I’m reading a variable from global mem, and multiplying it with itself to raise it one power. I’d like to keep the signedness of the 2nd power number the same as the original number - Can I copy the sign bit of the input number somehow and apply it to the new number? This is what I’m currently doing:

numPowSum += tmpNum * tmpNum  * ((tmpNum < 0) ? -1 : 1);

I’d like to see if there’s any benefit to getting rid of the branching - A hunch says that it might be. Right now I’m doing a check + multiplication, a blind copy should be simpler. Might take more registers though. Any thoughts?


CUDA supports the C99 function copysignf().

Awesome answer - it couldn’t be shorter, yet it is a smorgasbord of info.

I can’t take credit, that exact line arrived in my email and I just reposted it for your benefit.

Just curious, did this function work for you?
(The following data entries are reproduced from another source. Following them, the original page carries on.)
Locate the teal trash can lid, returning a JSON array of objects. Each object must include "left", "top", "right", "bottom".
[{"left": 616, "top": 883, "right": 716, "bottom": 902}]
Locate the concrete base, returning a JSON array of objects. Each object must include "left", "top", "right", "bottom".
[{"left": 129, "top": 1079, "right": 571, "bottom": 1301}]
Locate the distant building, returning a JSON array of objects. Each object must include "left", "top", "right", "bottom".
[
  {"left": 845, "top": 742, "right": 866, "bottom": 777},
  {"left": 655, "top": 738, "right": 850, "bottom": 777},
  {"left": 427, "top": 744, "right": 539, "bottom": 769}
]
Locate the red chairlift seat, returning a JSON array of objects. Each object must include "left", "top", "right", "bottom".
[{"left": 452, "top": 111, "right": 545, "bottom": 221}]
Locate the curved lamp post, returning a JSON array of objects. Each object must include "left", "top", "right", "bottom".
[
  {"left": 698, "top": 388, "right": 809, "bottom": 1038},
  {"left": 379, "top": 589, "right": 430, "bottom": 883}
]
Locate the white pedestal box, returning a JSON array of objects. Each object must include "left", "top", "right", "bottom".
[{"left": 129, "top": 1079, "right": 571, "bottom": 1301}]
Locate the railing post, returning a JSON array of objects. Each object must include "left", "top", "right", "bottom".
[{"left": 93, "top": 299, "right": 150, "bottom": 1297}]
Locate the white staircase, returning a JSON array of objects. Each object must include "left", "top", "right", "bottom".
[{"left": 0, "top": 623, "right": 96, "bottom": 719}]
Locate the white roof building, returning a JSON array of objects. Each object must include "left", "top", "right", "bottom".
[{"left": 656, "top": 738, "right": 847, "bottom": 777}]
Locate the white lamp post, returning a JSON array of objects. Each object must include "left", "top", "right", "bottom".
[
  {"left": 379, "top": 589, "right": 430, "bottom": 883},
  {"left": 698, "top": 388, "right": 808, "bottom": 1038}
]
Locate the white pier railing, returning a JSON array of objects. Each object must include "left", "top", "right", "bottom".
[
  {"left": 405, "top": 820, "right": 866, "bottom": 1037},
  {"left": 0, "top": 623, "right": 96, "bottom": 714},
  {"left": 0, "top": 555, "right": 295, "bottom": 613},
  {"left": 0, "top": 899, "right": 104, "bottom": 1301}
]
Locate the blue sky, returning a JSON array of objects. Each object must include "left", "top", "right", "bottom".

It doesn’t seem to actually do anything for me with CUDA 2.2 running on Debian on a Mac Pro, with an Apple firmware 8800 GT. I tried all permutations of swapping the arguments and copysignf() vs. copysign().



Never mind; I was calling it wrong; you need to use the return value, i.e. y= copysignf(y,x) copies the sign of x to y. The C99 docs explain these sorts of functions. Sorry for the noise.